Apache Arrow Serialization Error

Hi All!

I am trying to increase the speed of my Python nodes since it seems that there is a bottleneck with getting the data out of the Python node.

I’ve seen in the forums discussions about changing serialization to Apache Arrow. I have version 0.17 installed in my Python3 Anaconda environment (which I have configured in KNIME). After selecting Apache Arrow serialization when I open the Python node I get the following error:

org.knime.python2.kernel.PythonIOException: ‘pyarrow.lib.ChunkedArray’ object has no attribute ‘name’

I’ve seen pyarrow version requirements in old forum posts and am wondering what the current information is on this.
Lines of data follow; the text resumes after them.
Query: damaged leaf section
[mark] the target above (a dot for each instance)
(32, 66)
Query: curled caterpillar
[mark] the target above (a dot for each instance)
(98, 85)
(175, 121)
Any help is greatly appreciated!

Hi @TardisPilot,

KNIME currently makes use of Apache Arrow in version 0.11, so you will need to downgrade the pyarrow package in your environment to that version (e.g., via conda install -n your_environment pyarrow=0.11). The current version requirements can be found in the Python installation guide, where they are listed in the py36_knime.yml file.

Sorry to hear that you are experiencing performance issues with the Python nodes. We are currently working on some improvements in this respect. We are also planning to upgrade Apache Arrow to a more recent version soon.

Marcel

4 Likes

Hi @MarcelW,

Thank you for the clarification and the link! I really appreciate it.

2 Likes

This topic was automatically closed 7 days after the last reply. New replies are no longer allowed.